[thelist] Tip: JavaScript - monitoring what your script is doing without using alert()
Paul Bennett
Paul.Bennett at wcc.govt.nz
Mon Jan 29 17:40:11 CST 2007
Hi all,
I've been in the unfortunate position of having to do some JS development on a live application (simple interface enhancement - no business-critical stuff, fortunately).
As such, I needed a way to see what my script was doing at certain points (kind of like a breakpoint I guess) without foisting alert()'s on our users.
The following did the trick:
<tip type="JavaScript: monitoring what your script is doing ">
The following function creates new DOM nodes just before the </body> 'tag'.

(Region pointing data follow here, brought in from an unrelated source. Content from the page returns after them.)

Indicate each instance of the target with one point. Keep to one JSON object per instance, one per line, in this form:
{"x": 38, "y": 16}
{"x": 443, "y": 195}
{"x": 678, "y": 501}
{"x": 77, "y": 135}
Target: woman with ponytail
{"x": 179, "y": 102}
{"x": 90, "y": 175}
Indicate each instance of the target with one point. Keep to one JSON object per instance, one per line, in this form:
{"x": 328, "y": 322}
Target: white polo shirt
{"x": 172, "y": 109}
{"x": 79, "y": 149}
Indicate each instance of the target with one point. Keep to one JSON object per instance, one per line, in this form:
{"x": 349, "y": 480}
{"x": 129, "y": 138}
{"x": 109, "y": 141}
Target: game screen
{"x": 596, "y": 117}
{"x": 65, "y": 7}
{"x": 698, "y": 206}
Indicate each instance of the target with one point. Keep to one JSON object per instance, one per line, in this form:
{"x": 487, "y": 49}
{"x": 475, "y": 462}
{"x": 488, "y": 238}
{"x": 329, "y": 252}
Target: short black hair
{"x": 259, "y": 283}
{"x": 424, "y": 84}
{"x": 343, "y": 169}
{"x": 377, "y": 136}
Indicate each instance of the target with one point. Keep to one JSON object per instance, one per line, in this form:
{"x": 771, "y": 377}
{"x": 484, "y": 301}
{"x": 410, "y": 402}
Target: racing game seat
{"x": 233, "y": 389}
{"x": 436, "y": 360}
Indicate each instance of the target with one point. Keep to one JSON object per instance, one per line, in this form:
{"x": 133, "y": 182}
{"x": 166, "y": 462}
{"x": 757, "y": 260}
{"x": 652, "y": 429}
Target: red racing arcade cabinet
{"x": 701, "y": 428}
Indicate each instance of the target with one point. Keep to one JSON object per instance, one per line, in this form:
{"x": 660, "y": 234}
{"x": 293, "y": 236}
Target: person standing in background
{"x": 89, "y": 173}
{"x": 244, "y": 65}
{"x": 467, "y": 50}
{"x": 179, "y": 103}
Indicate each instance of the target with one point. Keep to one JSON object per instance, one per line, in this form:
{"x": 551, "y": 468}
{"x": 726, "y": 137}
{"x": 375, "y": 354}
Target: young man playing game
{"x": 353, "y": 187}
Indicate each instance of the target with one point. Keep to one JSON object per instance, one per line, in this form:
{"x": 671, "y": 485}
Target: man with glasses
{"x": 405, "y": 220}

Create new nodes by calling the function like so:
addTestData(myDataGoesHere);
function addTestCode(data) {
// create new element and add debugging data
newcontent = document.createElement('div');
newcontent.setAttribute('class', 'myClassName');
newData = document.createTextNode(data);
newcontent.appendChild(newData);
// add hidden data to dom
document.body.appendChild(newcontent);
}
You can style the div's (eg hidden / visible / hard to see etc) by applying the appropriate class form your site-wide styles.
A cleverer function would recursively list object properties and array entries - mine isn't that clever.